The Crocodilians also appear in the later Triassic, abound in the Jurassic, and give way before the later types, the true Crocodiles, in the Cretaceous. They were marine animals with naked skin, a head and neck something like that of the Ichthyosaur, and paddles like those of the Plesiosaur. Their back limbs, however, were not much changed after their adaptation to life in the sea, and it is concluded that they visited the land to lay their eggs. The Teleosaur was a formidable narrow-spouted reptile, somewhat resembling the crocodiles of the Ganges in the external form of the jaws. The modern crocodiles, which replaced this ancient race of sea-crocodiles, have a great advantage over them in the fact that their nostrils open into the mouth in its lower depths. They can therefore close their teeth on their prey under water and breathe through the nose.

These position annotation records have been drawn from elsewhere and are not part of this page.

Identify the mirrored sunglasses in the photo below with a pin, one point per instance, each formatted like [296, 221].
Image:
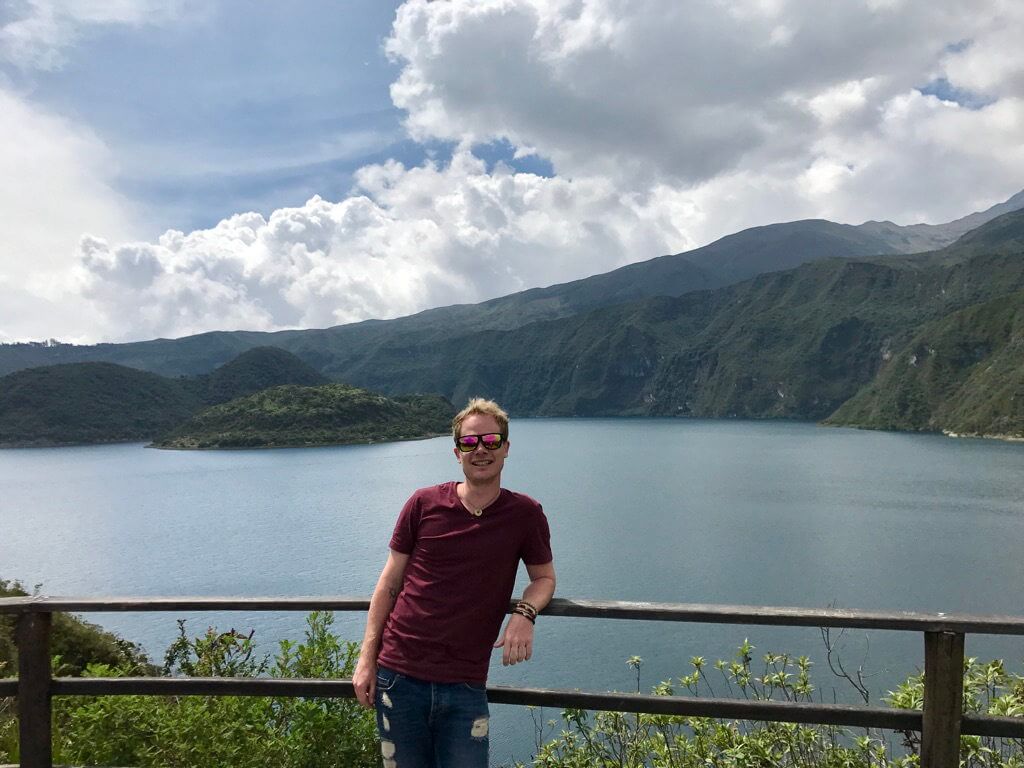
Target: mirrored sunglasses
[468, 442]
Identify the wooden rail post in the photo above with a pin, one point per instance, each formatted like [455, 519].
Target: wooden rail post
[943, 699]
[34, 675]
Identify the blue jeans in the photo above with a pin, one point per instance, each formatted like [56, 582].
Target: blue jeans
[431, 725]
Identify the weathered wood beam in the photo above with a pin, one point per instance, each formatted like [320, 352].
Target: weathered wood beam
[34, 673]
[943, 699]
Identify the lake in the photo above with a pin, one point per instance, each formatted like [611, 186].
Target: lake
[765, 513]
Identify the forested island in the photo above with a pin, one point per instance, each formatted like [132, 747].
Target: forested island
[793, 321]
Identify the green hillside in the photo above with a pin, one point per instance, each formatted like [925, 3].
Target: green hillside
[962, 374]
[89, 402]
[258, 369]
[794, 344]
[294, 416]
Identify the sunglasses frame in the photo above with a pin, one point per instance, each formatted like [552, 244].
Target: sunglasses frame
[501, 441]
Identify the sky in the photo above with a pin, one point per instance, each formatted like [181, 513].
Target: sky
[170, 167]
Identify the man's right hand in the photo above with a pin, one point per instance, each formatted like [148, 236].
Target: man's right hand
[365, 682]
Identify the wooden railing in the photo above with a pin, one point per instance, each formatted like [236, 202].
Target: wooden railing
[940, 722]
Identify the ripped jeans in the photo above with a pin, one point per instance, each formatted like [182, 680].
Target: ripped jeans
[430, 725]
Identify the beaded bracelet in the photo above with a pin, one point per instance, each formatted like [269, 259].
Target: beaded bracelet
[528, 607]
[524, 614]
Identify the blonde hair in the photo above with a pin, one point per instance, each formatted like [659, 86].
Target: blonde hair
[484, 408]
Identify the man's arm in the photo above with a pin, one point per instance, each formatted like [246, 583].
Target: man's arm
[386, 592]
[517, 638]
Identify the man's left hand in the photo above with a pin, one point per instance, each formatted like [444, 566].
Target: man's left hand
[517, 640]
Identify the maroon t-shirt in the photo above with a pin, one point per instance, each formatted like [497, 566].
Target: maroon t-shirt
[459, 581]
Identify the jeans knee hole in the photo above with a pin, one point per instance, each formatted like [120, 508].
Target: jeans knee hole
[480, 728]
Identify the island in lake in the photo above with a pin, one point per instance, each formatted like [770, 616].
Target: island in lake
[265, 397]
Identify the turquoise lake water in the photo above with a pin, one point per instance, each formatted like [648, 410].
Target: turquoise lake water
[763, 513]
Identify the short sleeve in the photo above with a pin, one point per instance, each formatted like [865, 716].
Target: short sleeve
[403, 538]
[537, 546]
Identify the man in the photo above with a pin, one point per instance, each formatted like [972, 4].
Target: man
[440, 600]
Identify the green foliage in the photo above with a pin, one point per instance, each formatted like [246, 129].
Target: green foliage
[331, 414]
[609, 739]
[988, 689]
[100, 402]
[255, 370]
[237, 731]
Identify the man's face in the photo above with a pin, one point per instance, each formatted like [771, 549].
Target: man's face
[481, 465]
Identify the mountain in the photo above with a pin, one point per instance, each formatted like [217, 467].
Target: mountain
[331, 414]
[792, 344]
[83, 402]
[347, 351]
[921, 238]
[260, 368]
[89, 402]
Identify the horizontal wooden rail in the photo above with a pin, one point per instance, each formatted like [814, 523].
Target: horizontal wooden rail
[649, 611]
[805, 713]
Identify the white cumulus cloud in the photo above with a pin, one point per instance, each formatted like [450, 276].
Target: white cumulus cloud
[668, 124]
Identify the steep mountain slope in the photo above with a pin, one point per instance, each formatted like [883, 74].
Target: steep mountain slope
[89, 402]
[793, 344]
[963, 374]
[920, 238]
[336, 350]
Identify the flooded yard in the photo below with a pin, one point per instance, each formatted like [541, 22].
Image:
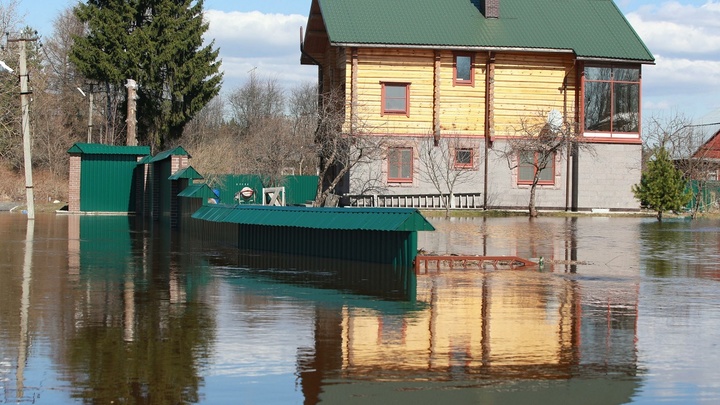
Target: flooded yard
[116, 310]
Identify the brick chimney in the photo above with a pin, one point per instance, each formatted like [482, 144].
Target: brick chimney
[489, 8]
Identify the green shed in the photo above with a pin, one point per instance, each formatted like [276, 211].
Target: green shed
[102, 177]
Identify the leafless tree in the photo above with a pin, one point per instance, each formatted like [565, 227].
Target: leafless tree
[537, 143]
[685, 143]
[303, 113]
[446, 164]
[341, 144]
[259, 98]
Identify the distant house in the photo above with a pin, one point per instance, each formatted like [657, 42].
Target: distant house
[709, 151]
[471, 71]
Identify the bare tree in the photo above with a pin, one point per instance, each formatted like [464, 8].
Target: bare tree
[446, 164]
[684, 142]
[341, 144]
[259, 98]
[539, 141]
[303, 113]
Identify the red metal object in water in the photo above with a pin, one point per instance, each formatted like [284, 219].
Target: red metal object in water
[451, 262]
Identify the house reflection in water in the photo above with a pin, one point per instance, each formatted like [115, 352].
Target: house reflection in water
[484, 329]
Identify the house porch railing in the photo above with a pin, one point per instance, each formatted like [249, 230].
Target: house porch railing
[424, 201]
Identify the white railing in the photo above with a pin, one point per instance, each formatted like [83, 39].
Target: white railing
[425, 201]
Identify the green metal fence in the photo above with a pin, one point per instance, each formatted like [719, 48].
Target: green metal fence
[705, 196]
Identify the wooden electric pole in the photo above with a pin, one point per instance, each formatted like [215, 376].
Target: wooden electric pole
[25, 106]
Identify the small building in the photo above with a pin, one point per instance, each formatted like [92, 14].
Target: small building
[102, 178]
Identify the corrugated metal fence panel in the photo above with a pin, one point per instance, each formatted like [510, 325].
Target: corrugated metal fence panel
[106, 183]
[379, 219]
[298, 189]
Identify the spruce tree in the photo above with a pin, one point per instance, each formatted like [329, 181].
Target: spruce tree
[159, 44]
[662, 186]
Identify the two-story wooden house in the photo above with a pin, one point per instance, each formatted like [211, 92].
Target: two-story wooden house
[472, 71]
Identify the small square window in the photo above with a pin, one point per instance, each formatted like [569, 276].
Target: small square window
[463, 72]
[395, 98]
[400, 165]
[463, 158]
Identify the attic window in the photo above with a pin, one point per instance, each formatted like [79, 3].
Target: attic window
[395, 98]
[612, 101]
[463, 70]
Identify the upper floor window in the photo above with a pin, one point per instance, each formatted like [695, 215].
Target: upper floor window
[400, 165]
[463, 158]
[395, 98]
[463, 70]
[612, 100]
[530, 163]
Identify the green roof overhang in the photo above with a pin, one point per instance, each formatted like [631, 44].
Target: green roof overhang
[100, 149]
[366, 219]
[197, 191]
[178, 151]
[590, 29]
[186, 173]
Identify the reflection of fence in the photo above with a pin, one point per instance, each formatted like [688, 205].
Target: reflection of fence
[429, 201]
[706, 199]
[427, 264]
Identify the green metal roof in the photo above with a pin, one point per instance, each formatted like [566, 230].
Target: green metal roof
[197, 191]
[100, 149]
[592, 29]
[366, 219]
[186, 173]
[178, 151]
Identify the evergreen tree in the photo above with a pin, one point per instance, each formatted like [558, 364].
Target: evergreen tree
[158, 43]
[662, 186]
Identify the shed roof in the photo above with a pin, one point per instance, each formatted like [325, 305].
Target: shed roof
[200, 190]
[100, 149]
[592, 29]
[366, 219]
[177, 151]
[186, 173]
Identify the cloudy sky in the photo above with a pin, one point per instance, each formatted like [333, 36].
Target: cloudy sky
[264, 35]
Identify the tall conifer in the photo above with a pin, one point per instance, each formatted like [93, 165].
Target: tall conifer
[662, 186]
[159, 44]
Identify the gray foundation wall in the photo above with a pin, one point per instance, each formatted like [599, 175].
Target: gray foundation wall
[606, 175]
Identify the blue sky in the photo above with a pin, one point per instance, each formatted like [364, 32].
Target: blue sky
[683, 35]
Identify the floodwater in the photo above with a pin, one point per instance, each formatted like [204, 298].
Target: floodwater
[109, 310]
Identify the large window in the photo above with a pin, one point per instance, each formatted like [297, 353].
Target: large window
[395, 98]
[463, 72]
[528, 164]
[400, 165]
[612, 100]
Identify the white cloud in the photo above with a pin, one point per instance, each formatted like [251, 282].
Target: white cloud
[269, 43]
[685, 40]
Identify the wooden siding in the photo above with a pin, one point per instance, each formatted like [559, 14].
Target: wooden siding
[529, 86]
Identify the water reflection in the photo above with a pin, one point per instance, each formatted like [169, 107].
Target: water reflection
[110, 309]
[136, 337]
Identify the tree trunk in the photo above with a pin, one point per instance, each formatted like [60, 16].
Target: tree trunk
[531, 205]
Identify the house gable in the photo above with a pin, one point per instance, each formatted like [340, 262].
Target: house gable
[591, 29]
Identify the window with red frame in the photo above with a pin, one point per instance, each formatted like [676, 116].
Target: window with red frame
[395, 98]
[400, 165]
[463, 70]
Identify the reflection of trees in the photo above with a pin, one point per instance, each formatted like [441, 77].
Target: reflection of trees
[136, 339]
[612, 99]
[161, 366]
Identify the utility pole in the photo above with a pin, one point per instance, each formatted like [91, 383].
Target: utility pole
[90, 97]
[25, 105]
[131, 121]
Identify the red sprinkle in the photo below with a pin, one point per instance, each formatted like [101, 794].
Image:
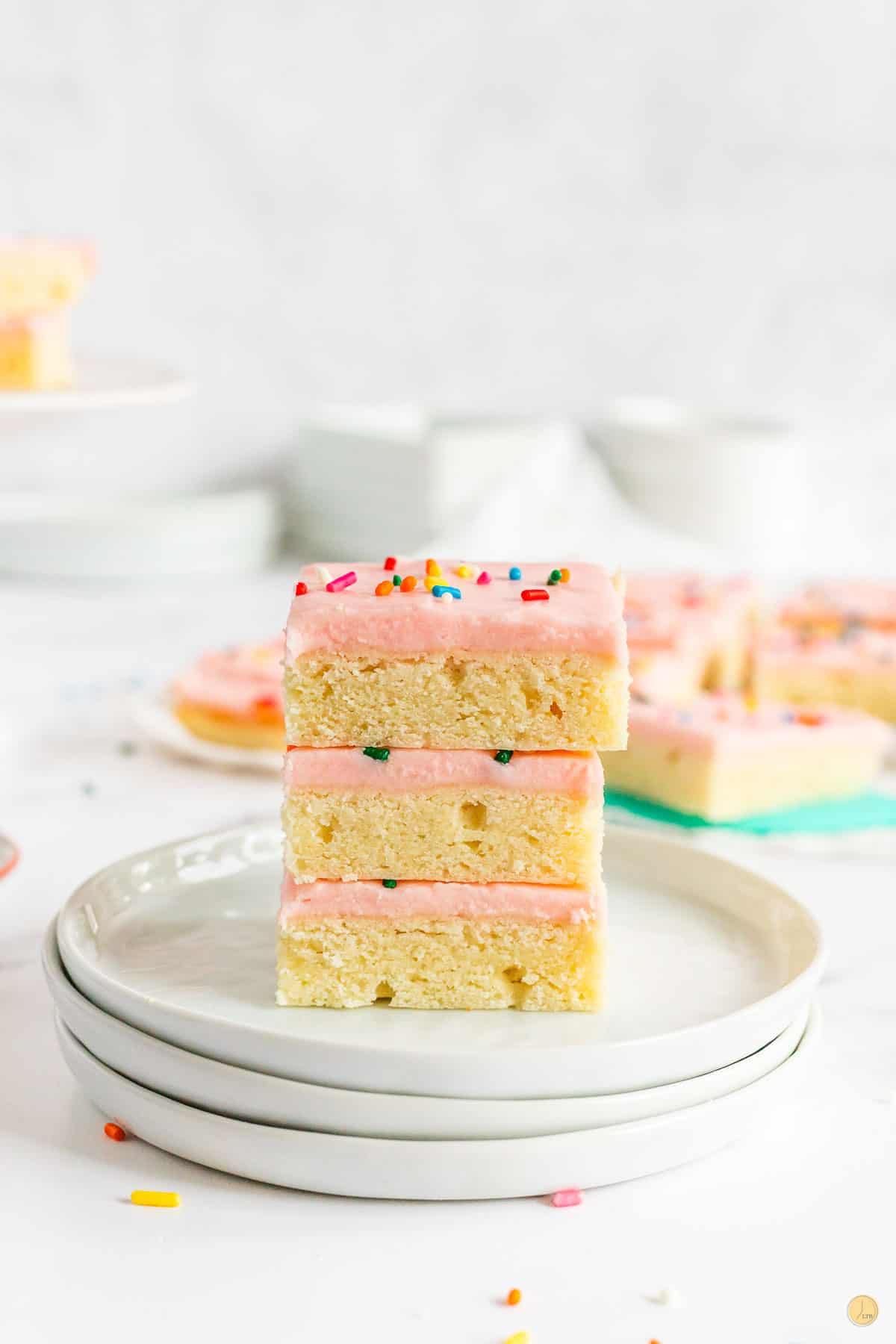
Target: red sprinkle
[566, 1198]
[341, 582]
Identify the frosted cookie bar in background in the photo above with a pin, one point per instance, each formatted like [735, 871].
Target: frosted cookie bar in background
[688, 632]
[457, 656]
[856, 668]
[444, 816]
[438, 945]
[234, 697]
[724, 757]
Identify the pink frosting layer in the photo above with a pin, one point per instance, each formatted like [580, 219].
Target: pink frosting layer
[435, 900]
[234, 680]
[867, 601]
[421, 771]
[583, 616]
[724, 722]
[857, 650]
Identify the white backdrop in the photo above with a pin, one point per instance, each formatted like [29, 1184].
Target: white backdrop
[488, 203]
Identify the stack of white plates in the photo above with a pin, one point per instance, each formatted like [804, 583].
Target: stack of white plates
[161, 974]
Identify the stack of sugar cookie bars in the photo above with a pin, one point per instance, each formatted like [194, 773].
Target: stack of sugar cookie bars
[444, 797]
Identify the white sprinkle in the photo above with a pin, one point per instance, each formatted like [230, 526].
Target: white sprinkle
[668, 1297]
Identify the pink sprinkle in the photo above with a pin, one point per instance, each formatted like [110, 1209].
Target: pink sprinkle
[566, 1198]
[341, 582]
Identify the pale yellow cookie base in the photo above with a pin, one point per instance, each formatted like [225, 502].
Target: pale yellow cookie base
[743, 784]
[440, 964]
[35, 359]
[521, 702]
[871, 688]
[449, 835]
[235, 732]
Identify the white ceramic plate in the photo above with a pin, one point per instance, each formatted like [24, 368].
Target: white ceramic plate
[390, 1169]
[104, 382]
[152, 715]
[292, 1105]
[707, 964]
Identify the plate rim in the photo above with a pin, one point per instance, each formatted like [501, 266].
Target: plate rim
[66, 992]
[94, 981]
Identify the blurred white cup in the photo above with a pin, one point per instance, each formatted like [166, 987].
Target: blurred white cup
[738, 482]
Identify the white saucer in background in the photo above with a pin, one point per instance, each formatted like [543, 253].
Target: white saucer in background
[294, 1105]
[709, 962]
[153, 717]
[215, 532]
[101, 383]
[388, 1169]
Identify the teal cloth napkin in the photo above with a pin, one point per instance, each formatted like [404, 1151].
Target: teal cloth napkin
[862, 813]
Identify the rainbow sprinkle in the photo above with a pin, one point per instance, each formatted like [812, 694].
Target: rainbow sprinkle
[566, 1198]
[341, 582]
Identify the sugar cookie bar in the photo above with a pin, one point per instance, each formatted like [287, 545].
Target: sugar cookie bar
[724, 759]
[444, 816]
[34, 352]
[856, 668]
[470, 662]
[234, 697]
[438, 945]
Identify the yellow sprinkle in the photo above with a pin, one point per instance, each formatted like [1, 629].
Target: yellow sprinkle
[155, 1198]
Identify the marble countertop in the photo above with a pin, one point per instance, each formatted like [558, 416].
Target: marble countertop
[765, 1242]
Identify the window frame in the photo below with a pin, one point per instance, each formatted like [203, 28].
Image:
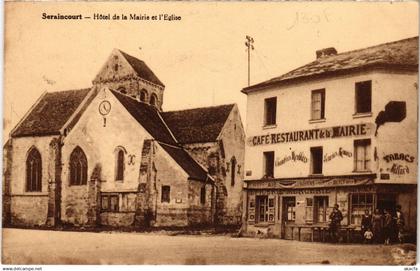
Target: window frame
[290, 208]
[325, 205]
[270, 111]
[313, 151]
[365, 144]
[203, 195]
[361, 207]
[108, 197]
[361, 88]
[165, 196]
[33, 157]
[321, 93]
[120, 165]
[261, 201]
[82, 178]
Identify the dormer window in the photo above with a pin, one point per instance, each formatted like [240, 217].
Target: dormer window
[143, 95]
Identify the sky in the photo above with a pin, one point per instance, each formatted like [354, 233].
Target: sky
[201, 59]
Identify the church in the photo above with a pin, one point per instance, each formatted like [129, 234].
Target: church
[109, 156]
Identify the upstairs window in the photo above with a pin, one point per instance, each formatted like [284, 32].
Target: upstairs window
[318, 104]
[203, 195]
[316, 160]
[364, 97]
[270, 109]
[362, 155]
[269, 164]
[78, 167]
[34, 171]
[166, 194]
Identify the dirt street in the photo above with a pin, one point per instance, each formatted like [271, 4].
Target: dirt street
[54, 247]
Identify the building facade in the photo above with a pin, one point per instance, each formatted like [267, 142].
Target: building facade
[339, 130]
[108, 155]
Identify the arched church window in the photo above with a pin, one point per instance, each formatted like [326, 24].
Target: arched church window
[119, 164]
[153, 99]
[34, 171]
[78, 167]
[143, 95]
[232, 170]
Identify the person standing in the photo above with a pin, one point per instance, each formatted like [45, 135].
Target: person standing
[335, 219]
[377, 225]
[400, 223]
[388, 227]
[366, 222]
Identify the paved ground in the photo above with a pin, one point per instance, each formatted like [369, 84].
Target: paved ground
[54, 247]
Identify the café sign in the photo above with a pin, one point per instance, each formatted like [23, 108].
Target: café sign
[363, 129]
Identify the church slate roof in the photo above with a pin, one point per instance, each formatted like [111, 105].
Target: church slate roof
[149, 118]
[190, 166]
[199, 124]
[142, 69]
[402, 54]
[50, 114]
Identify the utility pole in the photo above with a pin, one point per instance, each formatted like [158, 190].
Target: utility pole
[249, 43]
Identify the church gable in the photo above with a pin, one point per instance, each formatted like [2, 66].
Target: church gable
[115, 68]
[131, 76]
[50, 114]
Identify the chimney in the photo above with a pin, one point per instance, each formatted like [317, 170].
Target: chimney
[326, 52]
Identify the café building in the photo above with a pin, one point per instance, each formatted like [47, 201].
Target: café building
[341, 129]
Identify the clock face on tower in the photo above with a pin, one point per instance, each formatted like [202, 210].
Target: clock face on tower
[104, 108]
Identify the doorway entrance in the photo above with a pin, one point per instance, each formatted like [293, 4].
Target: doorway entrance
[386, 201]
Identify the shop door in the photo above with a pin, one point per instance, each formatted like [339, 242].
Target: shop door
[386, 201]
[288, 213]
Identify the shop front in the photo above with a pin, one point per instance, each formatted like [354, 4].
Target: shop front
[300, 208]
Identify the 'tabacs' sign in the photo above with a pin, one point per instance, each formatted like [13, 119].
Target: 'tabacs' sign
[363, 129]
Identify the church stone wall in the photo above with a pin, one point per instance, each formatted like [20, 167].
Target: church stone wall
[29, 208]
[169, 173]
[233, 138]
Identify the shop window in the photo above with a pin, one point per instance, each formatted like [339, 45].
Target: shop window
[321, 209]
[289, 204]
[34, 171]
[166, 193]
[233, 171]
[316, 160]
[269, 164]
[143, 95]
[318, 104]
[270, 109]
[120, 165]
[358, 204]
[78, 167]
[363, 97]
[262, 208]
[362, 155]
[203, 195]
[110, 203]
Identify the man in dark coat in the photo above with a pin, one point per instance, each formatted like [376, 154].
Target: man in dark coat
[335, 219]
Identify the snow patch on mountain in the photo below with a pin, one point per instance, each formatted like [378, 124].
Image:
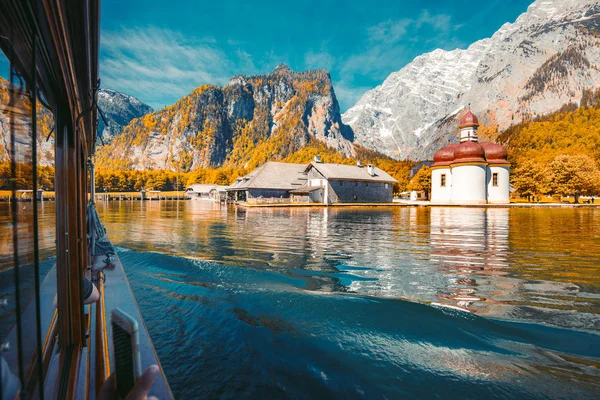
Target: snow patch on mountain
[532, 66]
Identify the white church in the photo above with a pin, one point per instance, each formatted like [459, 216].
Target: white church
[470, 172]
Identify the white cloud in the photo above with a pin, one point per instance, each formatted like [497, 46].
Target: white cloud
[390, 44]
[348, 94]
[388, 31]
[159, 66]
[319, 60]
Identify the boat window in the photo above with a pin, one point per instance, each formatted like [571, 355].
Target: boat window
[27, 231]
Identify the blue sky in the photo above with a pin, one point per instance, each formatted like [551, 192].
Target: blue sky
[159, 51]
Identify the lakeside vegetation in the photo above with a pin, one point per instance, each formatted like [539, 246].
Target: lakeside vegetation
[555, 155]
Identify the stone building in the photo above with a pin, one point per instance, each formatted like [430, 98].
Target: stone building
[271, 182]
[470, 172]
[317, 182]
[198, 191]
[339, 183]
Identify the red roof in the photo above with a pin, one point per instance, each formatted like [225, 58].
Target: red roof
[469, 152]
[494, 153]
[468, 120]
[445, 155]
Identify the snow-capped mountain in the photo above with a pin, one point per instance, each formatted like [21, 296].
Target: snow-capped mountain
[119, 109]
[532, 66]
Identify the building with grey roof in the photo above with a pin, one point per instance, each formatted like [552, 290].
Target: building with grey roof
[271, 182]
[199, 191]
[317, 182]
[341, 183]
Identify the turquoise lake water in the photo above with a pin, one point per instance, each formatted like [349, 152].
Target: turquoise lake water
[340, 303]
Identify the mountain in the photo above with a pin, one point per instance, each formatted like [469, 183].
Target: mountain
[243, 124]
[533, 66]
[119, 109]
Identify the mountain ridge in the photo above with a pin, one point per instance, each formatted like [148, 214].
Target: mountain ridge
[243, 124]
[412, 112]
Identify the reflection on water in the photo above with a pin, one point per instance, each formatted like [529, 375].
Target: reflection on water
[251, 308]
[532, 264]
[529, 264]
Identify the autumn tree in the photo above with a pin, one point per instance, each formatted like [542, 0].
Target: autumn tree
[530, 178]
[574, 176]
[421, 181]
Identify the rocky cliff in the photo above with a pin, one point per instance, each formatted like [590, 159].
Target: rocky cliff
[530, 67]
[243, 124]
[119, 109]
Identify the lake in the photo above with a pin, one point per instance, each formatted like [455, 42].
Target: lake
[337, 302]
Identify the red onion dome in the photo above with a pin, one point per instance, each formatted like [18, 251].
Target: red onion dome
[444, 156]
[469, 119]
[494, 153]
[469, 152]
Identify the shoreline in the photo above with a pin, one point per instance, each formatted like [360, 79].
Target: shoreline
[423, 204]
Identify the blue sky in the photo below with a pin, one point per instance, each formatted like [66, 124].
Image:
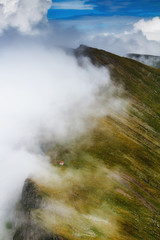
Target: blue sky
[74, 9]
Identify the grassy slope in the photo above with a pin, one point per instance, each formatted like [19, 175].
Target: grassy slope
[110, 185]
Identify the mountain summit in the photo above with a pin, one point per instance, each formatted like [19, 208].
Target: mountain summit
[109, 184]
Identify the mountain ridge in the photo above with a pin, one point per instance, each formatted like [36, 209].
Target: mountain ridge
[110, 181]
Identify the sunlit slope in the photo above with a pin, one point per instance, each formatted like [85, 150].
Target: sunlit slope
[109, 186]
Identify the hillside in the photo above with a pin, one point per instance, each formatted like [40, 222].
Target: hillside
[109, 186]
[150, 60]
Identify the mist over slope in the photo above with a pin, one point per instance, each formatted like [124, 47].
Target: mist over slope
[150, 60]
[108, 187]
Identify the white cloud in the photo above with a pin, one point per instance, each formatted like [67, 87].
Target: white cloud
[23, 15]
[73, 5]
[150, 28]
[45, 95]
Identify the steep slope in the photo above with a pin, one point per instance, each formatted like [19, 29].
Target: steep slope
[150, 60]
[109, 186]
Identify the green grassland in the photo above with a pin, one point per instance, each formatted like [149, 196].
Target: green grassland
[109, 186]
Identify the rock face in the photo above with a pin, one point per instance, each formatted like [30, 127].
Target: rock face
[29, 230]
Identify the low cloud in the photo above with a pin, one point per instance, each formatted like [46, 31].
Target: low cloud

Snakes are not found until the close of the Mesozoic, and do not figure in its characteristic reptile population. We will consider them later. But there was a large group of reptiles in the later Mesozoic seas which more or less correspond to the legendary idea of a sea-serpent. These Dolichosaurs ("long reptiles") appear at the beginning of the Chalk period, and develop into a group, the Mososaurians, which must have added considerably to the terrors of the shore-waters. Their slender scale-covered bodies were commonly twenty to thirty feet in length. The supreme representative of the order, the Mososaur, of which about forty species are known, was sometimes seventy-five feet long. It had two pairs of paddles—so that the name of sea-serpent is very imperfectly applicable—and four rows of formidable teeth on the roof of its mouth. Like the Deinosaurs and Pterosaurs, the order was doomed to be entirely extinguished after a brief supremacy in its environment.

From this short and summary catalogue the reader will be able to form some conception of the living inhabitants of the Mesozoic world. It is assuredly the Age of Reptiles. Worms, snails, and spiders were, we may assume, abundant enough, and a great variety of insects flitted from tree to tree or sheltered in the fern brakes. But the characteristic life, in water and on land, was the vast and diversified family of the reptiles. In the western and the eastern continent, and along the narrowing bridge that still united them, in the northern hemisphere and the southern, and along every ridge of land that connected them, these sluggish but formidable monsters filled the stage. Every conceivable device in the way of arms and armour, brute strength and means of escape, seemed to be adopted in their development, as if they were the final and indestructible outcome of the life-principle. And within a single geological period the overwhelming majority of them, especially the larger and more formidable of them, were ruthlessly slain, leaving not a single descendant on the earth. Let us see what types of animals were thus preferred to them in the next great application of selective processes.


  1. These Synapsid reptiles are more commonly known as Pareiasauria or Theromorpha.
  2. See, besides the usual authorities, a valuable paper by Dr. R. S. Lull, "Dinosaurian Distribution" (1910).